Les conditions de travail des soignant.e.s sont un autre problème. Selon plusieurs témoignages recueillis par Médiacités, la norme d’une infirmière pour deux enfants n’est pas – du tout – respectée. Des heures supplémentaires seraient également prises sur les jours de repos. « Nous comprenons les difficultés des soignants, nous entendons la fatigue, l’épuisement, nous savons à quel point c’est difficile (et) […] à quel point les quelque 700 personnes que représente l’Hôpital des enfants sont touchées », explique Cédric Mazin.
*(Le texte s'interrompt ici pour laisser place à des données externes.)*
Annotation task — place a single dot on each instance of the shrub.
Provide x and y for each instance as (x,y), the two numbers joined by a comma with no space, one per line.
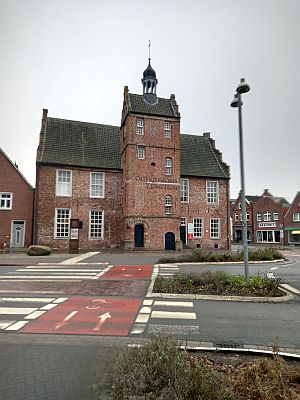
(218,282)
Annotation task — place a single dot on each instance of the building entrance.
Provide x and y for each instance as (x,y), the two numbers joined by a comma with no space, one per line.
(139,236)
(169,241)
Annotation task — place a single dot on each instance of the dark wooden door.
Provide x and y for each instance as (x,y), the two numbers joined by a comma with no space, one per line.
(139,236)
(170,241)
Une réponse qui exaspère Gwladys, infirmière puéricultrice à l’Hôpital des enfants. « On parle d’un management très loin de nous, qui s’est donné comme mission de réduire les frais, ils ne voient que ça et ne connaissent pas notre travail », souffle-t-elle. « Si le management est devenu aujourd’hui un management d’entreprise, c’est parce que pour beaucoup l’hôpital s’est transformé en entreprise, qui doit rapporter de l’argent », abonde Pauline Salingue.

Des soignants divisés ?

Après les discours, des discussions et débats en petits comités se sont mis en place sur le parvis de l’hôpital. Le gros des troupes s’est ensuite dirigé vers le centre-ville, au rythme de « Soigner encore », l’hymne en soutien à l’hôpital public à l’initiative de soignants de Rennes et de Nice. L’objectif était de rejoindre la manifestation des travailleurs du social et de la santé, qui a démarré à 14h sur la place Saint-Cyprien. Participer à l’effort collectif, mais ne pas oublier les problèmes internes, voilà comment pourrait se résumer la journée des personnes mobilisées à l’Hôpital des enfants. « On est en flux tendu, on arrive pas à bien soigner, à former les jeunes, à travailler correctement, ça contribue à la spirale infernale », résume Gwladys, peu avant de suivre le groupe.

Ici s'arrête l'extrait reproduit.